The same reference numerals denote the same parts. The cable shown in FIG. 5 has the same overall configuration as the cable shown in FIG. 4, except that each element wire of the armoring line 15 is provided with a corrosion-resistant insulating layer 17 made of polyethylene, vinyl chloride or the like. FIGS. 1 to 3 are explanatory diagrams of specific examples of the DC submarine power cable line of the present invention. FIG. 1 shows a single-pole operation system using one of the submerged DC power cables shown in FIG. 4 or FIG. It is a railroad track. In the drawings, reference numeral 3 denotes an AC / DC converter. FIG. 2 shows the use of the two underwater DC power cables shown in FIG. 4 or FIG. 5, the respective cable conductors 1A and 1B for the (+) and (-) poles of the DC transmission current, and This is a bipolar operation type line used as a current circuit (neutral wire). FIG. 3 is a diagram of a two-phase single-phase 1A, 1B bipolar operation line using four submersible DC power cables, which are totally cut off by using the outer wire 2 of these cables as a return circuit (neutral wire). The area is much larger and the electrical resistance is significantly reduced. Also, even if two lines of the DC submarine power cable are damaged, the remaining two cables can be operated in a bipolar manner, thereby increasing the reliability of the line. Ensuring this reliability is extremely important for DC submarine power cables. As described above, since the DC submarine power cable line of the present invention uses the outer wire of the cable as a return current circuit, the total cross-sectional area is much larger than the cross-sectional area of the cable conductor. There is almost no outflow of return current into water or seawater, which is preferable from the viewpoint of environmental protection and electrical corrosion of the exterior wire. Further, unlike the related art, since the neutral cable is not laid, the space for laying the cable can be reduced, the cost for one cable and the cost required for laying can be reduced.

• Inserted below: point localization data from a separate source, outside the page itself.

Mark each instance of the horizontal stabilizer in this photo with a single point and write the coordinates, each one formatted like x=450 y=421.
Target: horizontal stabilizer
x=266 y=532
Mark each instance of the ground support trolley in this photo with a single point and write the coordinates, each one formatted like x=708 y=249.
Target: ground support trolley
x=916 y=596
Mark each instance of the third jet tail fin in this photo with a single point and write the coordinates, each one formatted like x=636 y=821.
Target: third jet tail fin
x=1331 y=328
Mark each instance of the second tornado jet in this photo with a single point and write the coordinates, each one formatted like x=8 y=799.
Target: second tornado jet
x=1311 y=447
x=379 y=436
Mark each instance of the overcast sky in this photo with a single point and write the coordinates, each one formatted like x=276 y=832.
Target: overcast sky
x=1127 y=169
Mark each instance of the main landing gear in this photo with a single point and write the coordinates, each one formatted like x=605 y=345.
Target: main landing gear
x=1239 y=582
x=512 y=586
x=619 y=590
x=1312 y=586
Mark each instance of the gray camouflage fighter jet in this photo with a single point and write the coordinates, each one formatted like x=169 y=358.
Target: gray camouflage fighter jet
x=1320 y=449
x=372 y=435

BRIEF DESCRIPTION OF THE DRAWINGS FIG. 1 is an explanatory diagram of a specific example of a single-pole operation type DC underwater power cable line of the present invention. FIG. 2 is an explanatory diagram of a specific example of a DC submarine power cable line of a bipolar operation type according to the present invention. FIG. 3 is an explanatory view of another specific example of the DC submarine power cable line of the bipolar operation type according to the present invention. FIGS. 4A and 4B are cross-sectional views of a structure example of a DC submarine power cable. FIG. 5 is an explanatory diagram of a conventional single-pole operation type DC underwater power cable line. FIG. 6 is an explanatory diagram of another example of a conventional single-pole operation type DC submarine power cable line. FIG. 7 is an explanatory diagram of a conventional DC submarine power cable line of a bipolar operation type. FIG. 8 is an explanatory diagram of another example of the conventional DC submarine power cable line of the bipolar operation type. [Explanation of Signs] 1, 1A, 1B Conductor of DC underwater power cable 2 Armoring line of DC underwater power cable 3 AC / DC converter

Claims (1)

(57) [Claims 1] A line in which a DC submarine power cable provided with a sheathing line is constituted by a copper wire or a copper alloy wire, and the sheathing line adopts a DC bipolar operation system. A submarine power cable line for use as a neutral line on the ground-side return current circuit of the present invention.